Feature: Per-Project and Per-Site Webhook URLs (0632f51)

What it claims: replace global settings.webhook_secret with per-row secrets on projects and static_sites; remove webhook-driven autocreate; make site sync_trigger=push|tag actually trigger a sync.

What works

  • Migration is additive and safe: internal/store/store.go:131-138 adds webhook_secret TEXT NOT NULL DEFAULT '' to both tables and creates partial unique indexes (WHERE webhook_secret != '') at store.go:240-241, so multiple legacy rows with empty secrets do not collide.
  • Lazy backfill via EnsureProjectWebhookSecret / EnsureStaticSiteWebhookSecret (internal/store/projects.go:158-171, internal/store/static_sites.go:296-308). UI calls GET /webhook first, which triggers backfill — old projects "just work" the first time you open them.
  • Routing in internal/webhook/handler.go:127-133: POST /api/webhook/{secret} for projects, POST /api/webhook/sites/{secret} for sites. Both return 404 for unknown/empty secrets (no information leak). The order (/sites/{secret} first, then /{secret}) is correct chi-wise because the literal sites segment beats the catch-all.
  • siteRefMatches (internal/webhook/matcher.go:46-90) implements push and tag separately, with empty-Branch ⇒ accept-any-heads, and empty-TagPattern ⇒ *. Manual sites short-circuit at handler.go:295-303.
  • Tests cover both happy and sad paths:
    • internal/webhook/matcher_test.go (push, tag, manual, empty branch, ParseImageRef cases)
    • internal/webhook/handler_test.go (unknown-secret 404, image mismatch, no-stage-match 200/skip, site push match, site manual skip, site branch mismatch).
  • WebhookPanel.svelte is generic, used by both detail pages (projects/[id]/+page.svelte:771-776, sites/[id]/+page.svelte:283-288). Absolutises the URL with window.location.origin at line 30 so users can copy a working URL.
  • Old global routes removed: no /api/settings/webhook-url or /api/settings/webhook-url/regenerate in the diff (router.go:387-388 shows the deletion).

Gaps / broken flows

  • WebhookPanel race / minor UX: handleRegenerate (lines 47-57) hides the confirm strip before the network call. If the call fails, the user sees the toast but the regenerate button reappears with no inline state. Acceptable, but a "retry" affordance would help.
  • Project image guardrail bypass when project.Image is empty. handler.go:206-214: the check is if project.Image != "" && !imageMatches(...). A project with an unset image accepts any image. Fine if treated as intentional (commit message says guardrail is misconfig protection, not security), but worth flagging.
  • No "test webhook" button anywhere. With per-entity URLs, users have no way to verify before pointing CI at it. The git diff doesn't add a ping endpoint either. Follow-up.
  • Settings Integrations page has a dead-end card for incoming webhooks (integrations/+page.svelte:91-94): just text saying "go to the project page". No link, no list of projects. Adds friction.

API/UI consistency

  • WebhookUrlResponse shape matches between Go (internal/api/webhooks.go:17-20) and TS (web/src/lib/api.ts:325-328).
  • Project.WebhookSecret and StaticSite.WebhookSecret use json:"-" (internal/store/models.go:14, 253) — secrets never leak through the general project/site list endpoints. Good.

i18n

  • New keys projectDetail.webhookTitle/webhookDesc, sites.webhookTitle/webhookDesc, webhookPanel.*, settingsIntegrations.* exist in both en.json and ru.json. Verified parallel structure.

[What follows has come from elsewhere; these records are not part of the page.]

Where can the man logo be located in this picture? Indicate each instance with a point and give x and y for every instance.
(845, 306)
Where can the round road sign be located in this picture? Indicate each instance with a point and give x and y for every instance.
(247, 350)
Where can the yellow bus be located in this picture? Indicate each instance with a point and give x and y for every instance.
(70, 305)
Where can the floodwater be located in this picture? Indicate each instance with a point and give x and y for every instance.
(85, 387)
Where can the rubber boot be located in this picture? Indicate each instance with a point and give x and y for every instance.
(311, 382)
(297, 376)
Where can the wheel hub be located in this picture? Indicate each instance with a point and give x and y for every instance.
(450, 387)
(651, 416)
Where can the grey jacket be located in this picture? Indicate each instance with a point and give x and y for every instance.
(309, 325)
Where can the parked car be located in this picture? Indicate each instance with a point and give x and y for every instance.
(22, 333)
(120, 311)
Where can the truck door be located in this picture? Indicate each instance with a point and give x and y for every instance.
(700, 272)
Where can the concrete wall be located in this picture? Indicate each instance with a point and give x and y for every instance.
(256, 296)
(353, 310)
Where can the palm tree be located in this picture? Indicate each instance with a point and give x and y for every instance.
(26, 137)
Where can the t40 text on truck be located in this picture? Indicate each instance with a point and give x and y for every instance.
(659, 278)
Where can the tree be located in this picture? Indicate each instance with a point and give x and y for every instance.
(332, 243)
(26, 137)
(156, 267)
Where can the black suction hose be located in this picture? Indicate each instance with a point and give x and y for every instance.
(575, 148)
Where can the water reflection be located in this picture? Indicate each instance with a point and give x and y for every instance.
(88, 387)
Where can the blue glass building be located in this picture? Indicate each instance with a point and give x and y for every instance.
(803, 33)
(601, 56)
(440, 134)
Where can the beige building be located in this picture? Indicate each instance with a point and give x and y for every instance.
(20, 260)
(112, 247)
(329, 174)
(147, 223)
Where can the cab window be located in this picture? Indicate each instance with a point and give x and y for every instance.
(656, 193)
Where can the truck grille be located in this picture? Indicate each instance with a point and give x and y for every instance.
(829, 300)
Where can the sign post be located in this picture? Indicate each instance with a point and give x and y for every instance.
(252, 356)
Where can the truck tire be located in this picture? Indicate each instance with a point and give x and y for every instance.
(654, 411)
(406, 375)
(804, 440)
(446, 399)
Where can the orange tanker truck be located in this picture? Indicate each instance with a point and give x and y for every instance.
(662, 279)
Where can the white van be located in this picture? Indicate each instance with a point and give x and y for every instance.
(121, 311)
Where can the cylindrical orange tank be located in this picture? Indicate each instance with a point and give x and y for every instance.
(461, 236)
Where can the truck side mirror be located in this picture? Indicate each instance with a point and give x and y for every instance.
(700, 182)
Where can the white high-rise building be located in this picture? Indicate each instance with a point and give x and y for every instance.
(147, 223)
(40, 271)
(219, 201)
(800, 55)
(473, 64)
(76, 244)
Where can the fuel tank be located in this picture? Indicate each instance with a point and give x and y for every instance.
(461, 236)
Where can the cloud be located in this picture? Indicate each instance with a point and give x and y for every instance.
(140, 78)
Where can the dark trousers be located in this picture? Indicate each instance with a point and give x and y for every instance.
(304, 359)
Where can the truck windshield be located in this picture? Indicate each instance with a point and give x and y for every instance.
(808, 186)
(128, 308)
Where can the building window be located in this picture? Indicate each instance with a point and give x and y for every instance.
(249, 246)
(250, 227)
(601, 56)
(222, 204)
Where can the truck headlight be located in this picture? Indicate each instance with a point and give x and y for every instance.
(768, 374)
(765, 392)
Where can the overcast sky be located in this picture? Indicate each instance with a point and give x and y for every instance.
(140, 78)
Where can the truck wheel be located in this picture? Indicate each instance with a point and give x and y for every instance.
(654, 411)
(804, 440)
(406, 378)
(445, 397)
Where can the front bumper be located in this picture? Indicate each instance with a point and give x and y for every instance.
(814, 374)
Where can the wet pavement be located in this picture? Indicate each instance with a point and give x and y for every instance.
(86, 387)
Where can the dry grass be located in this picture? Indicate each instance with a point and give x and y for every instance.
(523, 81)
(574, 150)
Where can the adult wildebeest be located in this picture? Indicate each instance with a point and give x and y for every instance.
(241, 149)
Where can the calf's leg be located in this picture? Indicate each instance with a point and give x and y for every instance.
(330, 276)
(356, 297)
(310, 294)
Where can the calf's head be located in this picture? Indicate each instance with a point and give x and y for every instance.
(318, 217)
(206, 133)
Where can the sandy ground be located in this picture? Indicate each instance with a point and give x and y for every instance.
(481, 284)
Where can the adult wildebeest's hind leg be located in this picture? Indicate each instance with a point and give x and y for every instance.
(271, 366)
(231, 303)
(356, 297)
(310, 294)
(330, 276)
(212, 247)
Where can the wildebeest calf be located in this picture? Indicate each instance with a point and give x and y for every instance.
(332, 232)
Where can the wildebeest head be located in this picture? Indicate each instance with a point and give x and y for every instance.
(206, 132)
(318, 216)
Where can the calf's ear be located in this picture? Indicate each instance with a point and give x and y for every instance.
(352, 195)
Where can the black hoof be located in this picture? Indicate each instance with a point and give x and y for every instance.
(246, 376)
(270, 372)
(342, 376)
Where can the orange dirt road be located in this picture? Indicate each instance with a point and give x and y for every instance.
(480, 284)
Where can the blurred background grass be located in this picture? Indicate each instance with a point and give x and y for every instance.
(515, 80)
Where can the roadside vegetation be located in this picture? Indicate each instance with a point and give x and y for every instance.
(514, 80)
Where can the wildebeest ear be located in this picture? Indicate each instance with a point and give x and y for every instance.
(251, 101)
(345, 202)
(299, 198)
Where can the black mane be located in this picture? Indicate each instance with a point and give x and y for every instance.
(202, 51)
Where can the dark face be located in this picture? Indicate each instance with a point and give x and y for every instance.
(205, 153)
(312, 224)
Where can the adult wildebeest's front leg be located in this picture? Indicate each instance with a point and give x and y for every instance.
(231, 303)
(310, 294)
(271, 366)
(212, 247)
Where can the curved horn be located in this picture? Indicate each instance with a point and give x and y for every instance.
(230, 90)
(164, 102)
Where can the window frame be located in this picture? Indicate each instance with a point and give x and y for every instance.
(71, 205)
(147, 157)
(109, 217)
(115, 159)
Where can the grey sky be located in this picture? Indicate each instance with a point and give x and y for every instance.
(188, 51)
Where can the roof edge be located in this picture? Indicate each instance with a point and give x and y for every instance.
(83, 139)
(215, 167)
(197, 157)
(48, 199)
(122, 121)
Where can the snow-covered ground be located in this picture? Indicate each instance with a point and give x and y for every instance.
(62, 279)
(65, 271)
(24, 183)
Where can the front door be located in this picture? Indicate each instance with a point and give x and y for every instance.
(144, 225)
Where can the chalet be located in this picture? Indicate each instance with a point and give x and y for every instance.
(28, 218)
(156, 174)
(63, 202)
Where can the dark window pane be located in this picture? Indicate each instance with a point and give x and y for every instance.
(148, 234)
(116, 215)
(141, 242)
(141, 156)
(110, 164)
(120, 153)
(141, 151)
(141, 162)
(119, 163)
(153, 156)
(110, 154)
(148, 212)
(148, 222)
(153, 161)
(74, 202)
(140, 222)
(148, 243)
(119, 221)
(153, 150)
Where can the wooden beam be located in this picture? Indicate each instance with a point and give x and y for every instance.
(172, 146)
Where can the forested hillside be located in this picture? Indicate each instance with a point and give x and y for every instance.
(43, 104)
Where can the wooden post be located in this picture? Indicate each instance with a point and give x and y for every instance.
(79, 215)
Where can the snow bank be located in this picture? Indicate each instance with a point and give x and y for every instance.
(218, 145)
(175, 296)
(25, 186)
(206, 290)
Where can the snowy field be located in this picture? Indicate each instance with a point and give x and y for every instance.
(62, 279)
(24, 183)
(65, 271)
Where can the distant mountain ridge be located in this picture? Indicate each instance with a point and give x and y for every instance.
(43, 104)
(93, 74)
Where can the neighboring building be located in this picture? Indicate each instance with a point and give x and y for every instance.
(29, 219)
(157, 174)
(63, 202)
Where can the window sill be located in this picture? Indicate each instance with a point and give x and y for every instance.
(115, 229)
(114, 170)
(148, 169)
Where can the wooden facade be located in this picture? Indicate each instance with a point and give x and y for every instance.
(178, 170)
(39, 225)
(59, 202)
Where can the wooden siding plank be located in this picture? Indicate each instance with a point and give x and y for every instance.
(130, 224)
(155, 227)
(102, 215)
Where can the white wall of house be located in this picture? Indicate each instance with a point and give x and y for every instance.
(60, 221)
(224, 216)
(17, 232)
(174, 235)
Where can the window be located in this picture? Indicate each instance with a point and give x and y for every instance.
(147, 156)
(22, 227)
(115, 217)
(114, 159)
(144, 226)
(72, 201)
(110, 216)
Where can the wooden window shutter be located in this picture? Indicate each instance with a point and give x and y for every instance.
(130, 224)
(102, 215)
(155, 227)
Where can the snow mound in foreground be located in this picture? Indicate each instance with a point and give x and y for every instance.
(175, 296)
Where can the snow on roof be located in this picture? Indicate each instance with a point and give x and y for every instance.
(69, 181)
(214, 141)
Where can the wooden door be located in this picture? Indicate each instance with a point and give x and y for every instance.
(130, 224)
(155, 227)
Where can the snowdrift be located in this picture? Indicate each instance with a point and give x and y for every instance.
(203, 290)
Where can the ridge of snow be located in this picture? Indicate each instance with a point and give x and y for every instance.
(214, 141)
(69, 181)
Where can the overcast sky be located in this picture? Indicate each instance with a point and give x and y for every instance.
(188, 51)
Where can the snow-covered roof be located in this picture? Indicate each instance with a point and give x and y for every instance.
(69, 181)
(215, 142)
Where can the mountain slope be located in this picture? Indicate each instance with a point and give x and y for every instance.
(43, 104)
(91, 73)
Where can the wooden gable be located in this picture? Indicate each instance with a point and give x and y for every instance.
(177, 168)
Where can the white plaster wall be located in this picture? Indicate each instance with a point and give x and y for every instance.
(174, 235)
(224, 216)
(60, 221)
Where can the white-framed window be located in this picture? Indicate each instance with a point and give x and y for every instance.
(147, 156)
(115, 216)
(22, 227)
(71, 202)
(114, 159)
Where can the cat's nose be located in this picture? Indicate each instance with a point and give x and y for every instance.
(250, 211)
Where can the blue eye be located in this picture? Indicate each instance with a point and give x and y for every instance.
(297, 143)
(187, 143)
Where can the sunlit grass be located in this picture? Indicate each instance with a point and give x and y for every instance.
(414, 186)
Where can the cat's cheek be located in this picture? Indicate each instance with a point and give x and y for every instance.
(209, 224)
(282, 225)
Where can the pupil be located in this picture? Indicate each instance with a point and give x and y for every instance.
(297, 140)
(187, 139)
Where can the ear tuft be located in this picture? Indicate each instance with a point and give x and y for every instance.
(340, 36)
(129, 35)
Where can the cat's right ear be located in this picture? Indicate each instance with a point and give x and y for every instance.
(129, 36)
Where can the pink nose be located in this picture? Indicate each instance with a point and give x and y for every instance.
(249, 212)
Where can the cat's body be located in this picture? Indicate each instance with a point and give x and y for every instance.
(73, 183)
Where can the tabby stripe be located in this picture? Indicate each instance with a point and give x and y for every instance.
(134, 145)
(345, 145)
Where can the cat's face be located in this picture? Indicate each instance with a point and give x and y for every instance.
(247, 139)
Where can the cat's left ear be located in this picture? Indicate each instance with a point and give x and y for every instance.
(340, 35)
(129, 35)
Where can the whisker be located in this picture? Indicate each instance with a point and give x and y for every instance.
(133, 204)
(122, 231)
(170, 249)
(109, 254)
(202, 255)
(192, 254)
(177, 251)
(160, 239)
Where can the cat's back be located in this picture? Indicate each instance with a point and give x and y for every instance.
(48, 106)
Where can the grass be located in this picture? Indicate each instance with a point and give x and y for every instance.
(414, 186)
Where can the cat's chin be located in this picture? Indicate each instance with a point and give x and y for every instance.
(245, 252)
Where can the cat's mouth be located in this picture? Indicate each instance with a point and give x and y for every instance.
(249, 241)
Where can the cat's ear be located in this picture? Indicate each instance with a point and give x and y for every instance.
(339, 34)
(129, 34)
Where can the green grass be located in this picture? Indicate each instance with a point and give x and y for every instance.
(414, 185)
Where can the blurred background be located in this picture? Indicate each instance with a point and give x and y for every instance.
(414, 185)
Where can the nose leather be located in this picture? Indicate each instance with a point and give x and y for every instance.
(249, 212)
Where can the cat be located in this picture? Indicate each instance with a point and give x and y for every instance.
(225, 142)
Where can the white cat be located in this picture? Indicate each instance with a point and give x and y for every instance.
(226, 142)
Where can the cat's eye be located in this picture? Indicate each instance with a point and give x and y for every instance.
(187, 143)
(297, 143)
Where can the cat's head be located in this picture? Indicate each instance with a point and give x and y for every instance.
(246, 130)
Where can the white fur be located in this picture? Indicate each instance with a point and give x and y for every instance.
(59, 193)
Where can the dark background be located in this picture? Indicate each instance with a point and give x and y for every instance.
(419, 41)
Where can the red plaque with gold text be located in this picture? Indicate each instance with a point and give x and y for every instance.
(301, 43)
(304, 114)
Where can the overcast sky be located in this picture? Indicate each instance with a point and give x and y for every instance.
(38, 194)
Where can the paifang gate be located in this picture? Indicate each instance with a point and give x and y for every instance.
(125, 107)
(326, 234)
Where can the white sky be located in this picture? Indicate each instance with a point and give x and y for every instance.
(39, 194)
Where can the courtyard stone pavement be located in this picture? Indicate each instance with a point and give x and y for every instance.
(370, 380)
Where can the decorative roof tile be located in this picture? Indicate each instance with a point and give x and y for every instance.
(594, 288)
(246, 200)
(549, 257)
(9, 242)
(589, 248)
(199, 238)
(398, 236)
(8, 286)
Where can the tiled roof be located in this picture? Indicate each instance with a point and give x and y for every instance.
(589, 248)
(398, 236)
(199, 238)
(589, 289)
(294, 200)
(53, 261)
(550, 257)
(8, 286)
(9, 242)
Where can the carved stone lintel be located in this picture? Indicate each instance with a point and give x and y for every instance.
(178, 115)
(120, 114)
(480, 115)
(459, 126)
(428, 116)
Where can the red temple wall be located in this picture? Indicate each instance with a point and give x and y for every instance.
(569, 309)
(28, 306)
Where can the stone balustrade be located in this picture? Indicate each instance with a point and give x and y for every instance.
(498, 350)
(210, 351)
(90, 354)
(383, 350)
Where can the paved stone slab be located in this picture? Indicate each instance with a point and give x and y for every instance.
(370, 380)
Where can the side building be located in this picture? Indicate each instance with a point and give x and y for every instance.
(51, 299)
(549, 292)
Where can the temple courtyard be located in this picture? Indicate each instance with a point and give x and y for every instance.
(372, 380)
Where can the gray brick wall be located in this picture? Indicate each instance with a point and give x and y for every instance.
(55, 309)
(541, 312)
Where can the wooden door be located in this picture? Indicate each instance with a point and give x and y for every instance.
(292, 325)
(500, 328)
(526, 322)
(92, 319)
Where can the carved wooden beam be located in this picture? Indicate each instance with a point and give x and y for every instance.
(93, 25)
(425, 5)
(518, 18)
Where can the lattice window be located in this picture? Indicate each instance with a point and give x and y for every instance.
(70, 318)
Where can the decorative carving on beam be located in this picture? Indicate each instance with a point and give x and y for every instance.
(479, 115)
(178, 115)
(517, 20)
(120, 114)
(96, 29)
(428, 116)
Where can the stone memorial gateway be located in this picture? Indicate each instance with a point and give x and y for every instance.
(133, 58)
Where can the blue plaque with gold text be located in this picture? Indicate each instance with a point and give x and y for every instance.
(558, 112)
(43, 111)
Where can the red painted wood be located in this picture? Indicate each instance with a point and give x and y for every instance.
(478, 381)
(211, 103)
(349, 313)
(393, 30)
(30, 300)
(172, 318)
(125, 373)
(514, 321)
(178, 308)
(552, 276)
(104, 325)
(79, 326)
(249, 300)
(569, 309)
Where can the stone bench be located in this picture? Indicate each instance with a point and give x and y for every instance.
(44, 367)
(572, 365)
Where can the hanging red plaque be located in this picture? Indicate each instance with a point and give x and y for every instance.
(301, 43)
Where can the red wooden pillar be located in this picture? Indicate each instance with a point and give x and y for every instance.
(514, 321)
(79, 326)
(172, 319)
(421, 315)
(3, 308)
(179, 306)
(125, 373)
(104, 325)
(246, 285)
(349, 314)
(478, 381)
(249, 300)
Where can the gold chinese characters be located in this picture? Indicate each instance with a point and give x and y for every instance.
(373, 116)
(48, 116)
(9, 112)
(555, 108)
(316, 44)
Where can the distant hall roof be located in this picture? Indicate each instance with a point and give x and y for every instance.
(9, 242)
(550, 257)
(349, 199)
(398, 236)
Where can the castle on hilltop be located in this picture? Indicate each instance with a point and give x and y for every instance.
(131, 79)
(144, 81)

Feature: Settings Page Split (e08acf5)

What it claims: split the 547-line settings/+page.svelte into focused pages; group the sidebar; each page does its own partial PUT.

Sidebar groups (from +layout.svelte:32-50 and 64-72):

  • Overview: General, Integrations
  • Routing: Registries, NPM/Traefik (conditional), DNS
  • System: Maintenance, Backups
  • Security: Authentication

Old setting → new page mapping

Old setting (HEAD~5 +page.svelte) New location Status
Domain / Server IP / Public IP /settings (Overview) ✓ kept
Network / Subdomain pattern /settings ✓ kept
Polling interval / Base volume path /settings ✓ kept
Notification URL /settings/integrations ✓ moved
Stale threshold /settings/maintenance ✓ moved
Image prune threshold /settings/maintenance (Danger zone card) ✓ moved
Prune Images button /settings/maintenance ✓ moved into separate Danger card
Wildcard DNS / Cloudflare token / Zone /settings/dns ✓ moved
Test DNS connection /settings/dns ✓ moved
Proxy provider radio /settings ✓ kept (with link to /settings/{npm
Global webhook URL n/a — feature removed (per-entity now) ✓ intentional
Stats interval / retention (NEW) /settings/maintenance ✓ added in same commit's diff

Verdict: every setting from the old page is reachable. Nothing orphaned. Credentials page (/settings/credentials/+page.svelte) was deleted and the sidebar entry was already gone at HEAD~5, so no broken link. Tested: the sidebar's provider-conditional NPM / Traefik items still work (+layout.svelte:54-55).

Gaps / broken flows

  • Each page issues an independent getSettings() on mount. Navigating through the sidebar reloads the entire 30-field settings blob each time. Not broken, but a shared cache or layout-level fetch would halve the payload. Follow-up.
  • Save scoping is correct — each page builds a Partial<Settings> of only its own keys (e.g. maintenance/+page.svelte:54-59). Confirmed by reading all four split pages.
  • DNS page does not have an inline link to fall back from "test failed" to the General/proxy page. Minor.

i18n

  • New settings.groupMain/groupProxy/groupSystem/groupSecurity, settingsDns.*, settingsIntegrations.*, settingsMaintenance.*, statsSettings.*, settingsGeneral.globalConfigDesc/configureNpm/... all present in both locales.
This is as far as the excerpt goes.